Kondenswasser
Englisch: condensed water, water condensation
Definition
Kondenswasser entsteht, wenn feuchtwarme Luft abkühlt und der darin enthaltene Wasserdampf flüssig wird (Kondensation). In der Medizin ist dieses physikalische Phänomen vor allem im Rahmen der Beatmungstherapie von Bedeutung.
Hintergrund
Die physiologische Ausatemluft eines Menschen ist auf Körpertemperatur (ca. 37 °C) erwärmt und nahezu vollständig mit Wasserdampf gesättigt (≈ 44 mg H₂O/L). Wird ein intubierter Patient an ein Beatmungsgerät angeschlossen, strömt diese Luft in das deutlich kältere Beatmungsschlauchsystem. Da kühlere Luft weniger Feuchtigkeit speichern kann, kondensiert der überschüssige Wasserdampf und schlägt sich in Form von Tropfen an den Innenwänden der Schläuche nieder.
Klinische Relevanz
Die Ansammlung von Kondenswasser in Beatmungssystemen birgt mehrere direkte Risiken für den Patienten:
- Aspirationsgefahr: Wird das Schlauchsystem bewegt oder unbedacht angehoben, kann das gesammelte Wasser schwallartig durch den Tubus in die Lunge des Patienten zurücklaufen.

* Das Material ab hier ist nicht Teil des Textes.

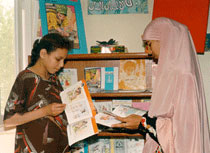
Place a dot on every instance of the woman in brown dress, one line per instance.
(34, 106)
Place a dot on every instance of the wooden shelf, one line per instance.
(109, 56)
(121, 94)
(109, 134)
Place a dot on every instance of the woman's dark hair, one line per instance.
(50, 42)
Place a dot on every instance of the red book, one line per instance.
(193, 13)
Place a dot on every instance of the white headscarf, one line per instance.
(178, 99)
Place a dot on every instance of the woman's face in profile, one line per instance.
(154, 48)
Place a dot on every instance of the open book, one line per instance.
(80, 112)
(107, 118)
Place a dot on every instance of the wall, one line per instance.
(127, 30)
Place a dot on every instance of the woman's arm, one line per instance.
(53, 109)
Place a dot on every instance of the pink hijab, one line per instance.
(178, 99)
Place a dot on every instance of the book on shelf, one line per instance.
(107, 118)
(80, 112)
(93, 78)
(67, 77)
(132, 74)
(103, 106)
(109, 78)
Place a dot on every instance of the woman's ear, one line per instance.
(43, 53)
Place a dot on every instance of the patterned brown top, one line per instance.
(44, 135)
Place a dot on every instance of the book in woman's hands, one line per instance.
(107, 118)
(80, 112)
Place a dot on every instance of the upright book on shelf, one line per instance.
(109, 78)
(93, 78)
(132, 74)
(80, 112)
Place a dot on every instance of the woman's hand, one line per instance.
(129, 122)
(54, 109)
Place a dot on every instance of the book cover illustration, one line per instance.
(107, 118)
(68, 77)
(134, 145)
(80, 112)
(132, 74)
(109, 78)
(103, 106)
(117, 102)
(93, 78)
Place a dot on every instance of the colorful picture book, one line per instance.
(107, 118)
(109, 78)
(132, 74)
(93, 78)
(68, 77)
(80, 112)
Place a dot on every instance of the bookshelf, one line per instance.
(81, 61)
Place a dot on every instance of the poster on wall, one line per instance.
(117, 7)
(64, 17)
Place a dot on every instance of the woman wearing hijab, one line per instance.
(177, 119)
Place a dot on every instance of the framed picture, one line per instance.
(65, 17)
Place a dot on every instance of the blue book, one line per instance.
(109, 78)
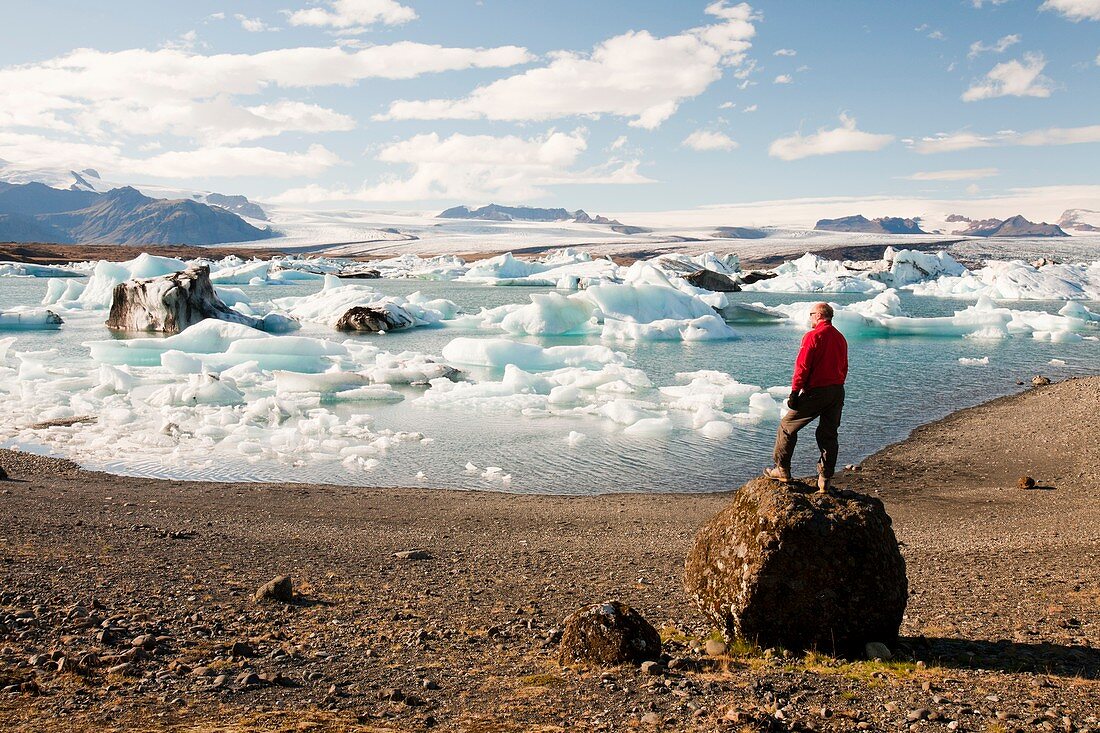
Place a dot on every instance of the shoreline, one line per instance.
(1004, 595)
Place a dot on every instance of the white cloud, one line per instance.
(959, 174)
(479, 167)
(353, 15)
(704, 140)
(844, 139)
(1002, 44)
(1037, 204)
(147, 93)
(33, 151)
(1075, 10)
(253, 24)
(957, 141)
(634, 75)
(1013, 78)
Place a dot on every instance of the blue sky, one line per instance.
(609, 106)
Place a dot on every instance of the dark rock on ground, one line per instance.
(374, 318)
(608, 633)
(171, 303)
(277, 589)
(713, 281)
(879, 226)
(749, 277)
(796, 570)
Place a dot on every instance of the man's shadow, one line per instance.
(1041, 657)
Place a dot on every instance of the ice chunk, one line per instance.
(1016, 280)
(327, 382)
(97, 292)
(575, 438)
(199, 390)
(813, 274)
(26, 318)
(224, 345)
(499, 352)
(336, 298)
(4, 346)
(651, 427)
(716, 429)
(28, 270)
(550, 314)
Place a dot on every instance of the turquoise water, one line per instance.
(894, 385)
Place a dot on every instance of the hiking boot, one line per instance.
(779, 473)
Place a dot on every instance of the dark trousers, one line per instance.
(824, 403)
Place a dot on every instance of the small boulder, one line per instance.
(715, 282)
(782, 568)
(609, 633)
(277, 589)
(877, 651)
(413, 555)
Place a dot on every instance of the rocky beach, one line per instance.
(130, 603)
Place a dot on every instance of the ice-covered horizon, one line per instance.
(565, 372)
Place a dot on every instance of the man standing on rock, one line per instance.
(816, 393)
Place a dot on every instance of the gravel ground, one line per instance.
(128, 603)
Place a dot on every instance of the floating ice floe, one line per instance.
(26, 318)
(1016, 280)
(648, 305)
(336, 298)
(883, 316)
(219, 345)
(28, 270)
(813, 274)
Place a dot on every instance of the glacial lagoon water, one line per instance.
(894, 384)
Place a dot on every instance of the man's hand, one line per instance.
(792, 401)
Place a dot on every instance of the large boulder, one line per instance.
(715, 282)
(171, 303)
(608, 633)
(782, 567)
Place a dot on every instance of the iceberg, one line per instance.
(813, 274)
(350, 305)
(219, 345)
(28, 270)
(1016, 280)
(26, 318)
(97, 292)
(497, 353)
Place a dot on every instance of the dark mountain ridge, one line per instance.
(861, 223)
(34, 211)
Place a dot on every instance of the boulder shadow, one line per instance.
(1002, 655)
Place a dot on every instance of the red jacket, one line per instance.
(823, 359)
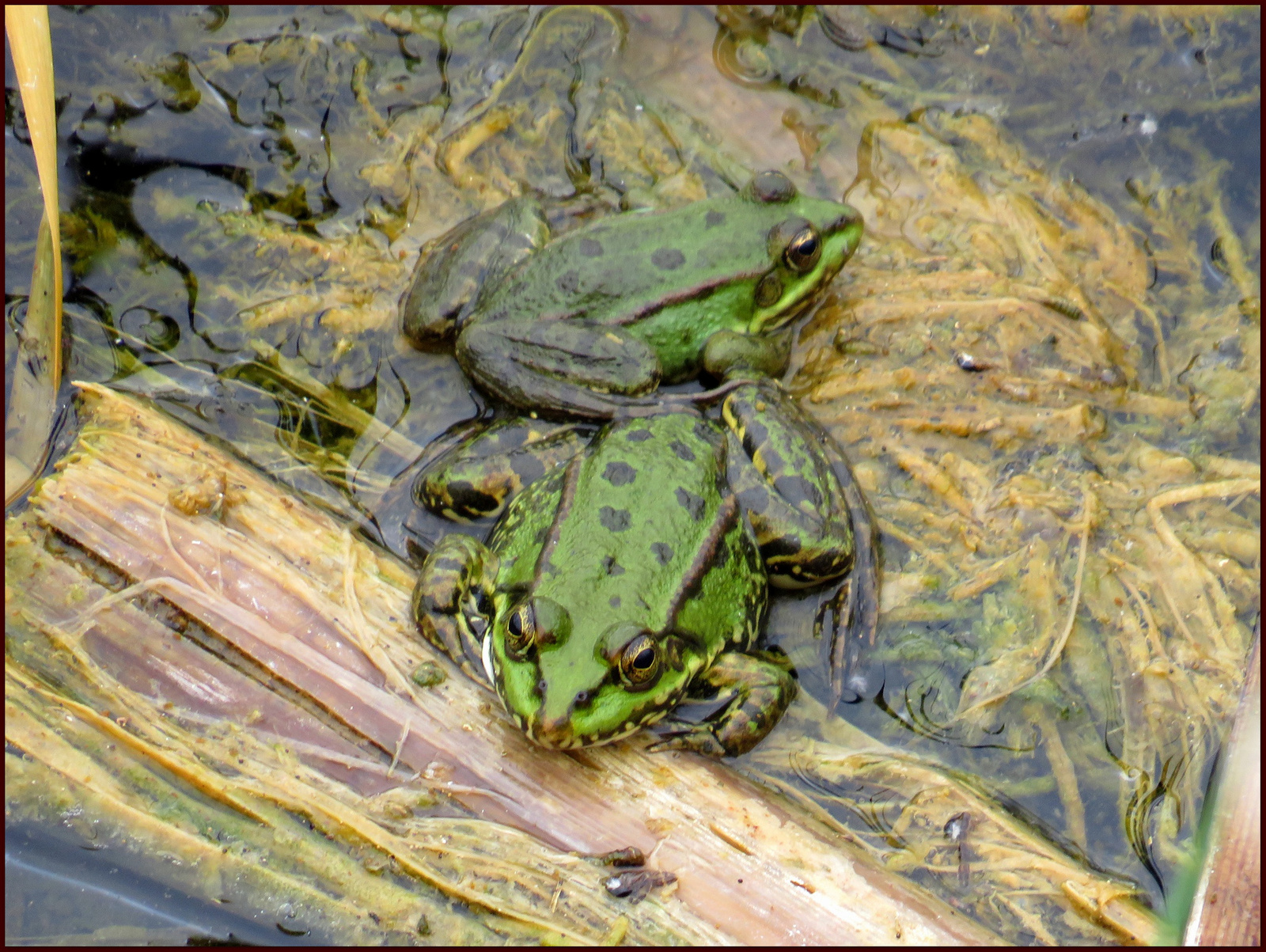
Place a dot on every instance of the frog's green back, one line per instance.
(675, 278)
(646, 538)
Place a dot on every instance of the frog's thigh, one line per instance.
(560, 366)
(801, 548)
(480, 476)
(453, 591)
(760, 692)
(460, 265)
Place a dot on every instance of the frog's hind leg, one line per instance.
(478, 477)
(759, 689)
(453, 601)
(563, 367)
(809, 514)
(474, 256)
(782, 474)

- Infektionsrisiko: Das warme Kondenswasser ist ein idealer Nährboden für Bakterien. Gelangt es in die tiefen Atemwege, begünstigt dies die Entstehung einer schweren Lungenentzündung (Pneumonie).
- Erhöhter Atemwegswiderstand: Flüssigkeitsansammlungen reduzieren den effektiven Schlauchquerschnitt und erhöhen den Atemwegswiderstand, was insbesondere bei spontan atmenden Patienten klinisch relevant ist.
- Beeinträchtigung der Gerätetechnik: Kondenswasser kann Messsysteme (Flow-, Drucksensoren) stören und Fehlalarme verursachen.
Prävention
Um die Kondensation zu verringern oder das Wasser sicher abzuleiten, werden u.a. HME-Filter (Heat and Moisture Exchanger) und Wasserfallen (Auffangbehälter am tiefsten Punkt des Schlauchsystems) genutzt. Die Schläuche sollten zudem stets so positioniert werden, dass ein Gefälle vom Patienten weg entsteht.